Plant Health Problems
Diseases caused by Fungi:
Gray blight, Botrytis cinerea.
New growth is suddenly killed and a gray fuzzy mass of the fungus covers the dead needles during prolonged cool wet weather. This disease is usually not a serious problem since it only affects the new, emerging shoots. After the tips die, new shoots are usually initiated from dormant or adventitious buds and mask the damage.
Since this disease is not very serious, controls are usually not necessary. However, it is helpful to maintain the vigor of the tree by following sound cultural practices. Steps to improve air circulation and overcrowding are also effective.
Needlecast diseases, Isthmiella, Lirula.
Needles affected by these fungi first turn yellow and then brown the spring following infection. Infected needles may drop or may persist on the tree. In most cases, infective spores of the fungi are discharged in midsummer. Although some defoliation may occur, these diseases are generally not considered to be serious.
Pruning and removing heavily infected twigs or branches will reduce the amount of the fungus available for infection. Attention to spacing, air circulation, and avoiding extended periods of wetness are also helpful to reduce the chance of infection. Although not usually necessary, fungicide sprays can be applied in midsummer. Among the compounds registered for use in Connecticut are mancozeb, thiophanate-methyl, Bordeaux mixture, and sulfur. Consult the label for dosage rates and safety precautions.
Needle rusts, Melampsoraceae.
There are a number of needle rust fungi that infect true firs. Some of these fungi require alternate hosts in order to complete their life cycles. Some of these are blueberries, willows, and several ferns. The orange-yellow or white stages of these rusts appear on the upper or lower surfaces of the needles. In most cases, needle rusts result in limited damage to the tree.
Control is usually effectively achieved by removal of the alternate host and by improving air circulation around the tree. Since these diseases generally result in limited damage, chemical controls are usually not necessary. However, fungicide sprays can be applied when new growth emerges in the spring and repeated until needles are fully expanded. Among the compounds registered for use in Connecticut are triadimefon, Bordeaux mixture, and sulfur. Consult the label for dosage rates and safety precautions.

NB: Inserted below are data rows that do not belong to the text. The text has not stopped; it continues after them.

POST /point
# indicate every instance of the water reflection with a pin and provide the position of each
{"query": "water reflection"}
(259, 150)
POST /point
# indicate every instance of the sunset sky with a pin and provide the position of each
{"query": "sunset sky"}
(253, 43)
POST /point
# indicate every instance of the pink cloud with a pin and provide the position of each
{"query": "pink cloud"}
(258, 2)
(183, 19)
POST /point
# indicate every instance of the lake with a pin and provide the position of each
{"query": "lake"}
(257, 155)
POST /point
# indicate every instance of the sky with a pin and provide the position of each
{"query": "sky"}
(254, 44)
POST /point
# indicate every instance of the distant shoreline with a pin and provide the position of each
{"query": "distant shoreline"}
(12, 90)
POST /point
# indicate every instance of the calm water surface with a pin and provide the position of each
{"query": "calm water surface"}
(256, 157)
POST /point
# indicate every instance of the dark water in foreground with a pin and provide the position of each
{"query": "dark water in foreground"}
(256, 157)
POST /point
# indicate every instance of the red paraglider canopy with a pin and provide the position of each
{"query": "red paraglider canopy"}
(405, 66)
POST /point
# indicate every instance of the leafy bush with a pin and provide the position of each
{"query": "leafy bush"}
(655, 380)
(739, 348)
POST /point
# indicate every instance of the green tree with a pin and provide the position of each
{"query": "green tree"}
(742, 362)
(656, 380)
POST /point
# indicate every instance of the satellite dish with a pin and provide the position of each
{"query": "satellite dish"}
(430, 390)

Balsam twig aphid, Mindarus abietinus.
This waxy aphid feeds on shoots of fir, causing the needles to twist. Severe infestations may kill twigs. Spraying with acephate or horticultural oil, which are among the compounds registered for use against this pest in Connecticut, should provide control. Imidacloprid applied as a systemic to be taken up by the roots is also effective. Consult the label for dosage rates and safety precautions.
Balsam fir bark beetle, Pityokteines sparsus.
Stressed and healthy trees may be attacked by the balsam bark beetle, which causes a bleeding of the sap from the trunk of the tree and ultimate reddening of the needles and dieback of the upper parts of the tree. This 1/10" beetle has long yellow hairs arising at the front of the head and forward edge of the pronotum. Maintaining adequate irrigation for these trees should prevent successful infestation. Pruning and burning the affected parts, if allowed, may help to prevent further infestations.
Spruce budworm, Choristoneura fumiferana.
This insect also feeds on balsam fir, which is sometimes more severely injured than spruce. This insect has caused severe injury to spruce and balsam fir in northern forests several times during the last 60 years. The young caterpillars feed on the needles of the new growth of the terminal shoots and those of the preceding season, usually webbing these needles together and eating them off at the base. The webs holding the severed needles and bud scales give the trees a sickly appearance and in fact weaken the trees to such an extent that they become prone to bark beetles and other secondary pests. At maturity the caterpillars are about 3/4" long, and dark brown, bearing cream-colored tubercles. The adult moths have a wing spread of about 3/4", and are brown, marked with gray and white spots. They are most abundant in June and July and the females lay clusters of pale-green flat eggs on the needles. These eggs hatch in 10 days, and the caterpillars overwinter in a partially grown condition. There is one generation each year. Mixed stands with reduced percentage of balsam fir are recommended for forest planting. Sprays of spinosad or Bacillus thuringiensis var. kurstaki, which are among the compounds registered for use against this pest in Connecticut, can be used to control this caterpillar. Consult the labels for dosage rates and safety precautions.
Spruce spider mite, Oligonychus ununguis.
This mite infests nearly all kinds of conifers including fir. Considerable injury is caused each season to conifers in ornamental plantings by the spruce spider mite, which feeds on the needles and webs them like twospotted spider mites. The trees take on a faded grayish or rusty brown appearance. Ultrafine horticultural oil, which is among the compounds registered for use against this pest in Connecticut, sprayed during the dormant season will control the overwintering eggs, while the same material applied during the growing season at a low rate (1/2 to 1%) effectively suppresses spider mites while not eliminating beneficial predatory mites. Abamectin or hexythiazox are effective restricted use products. Consult the label for dosage rates and safety precautions.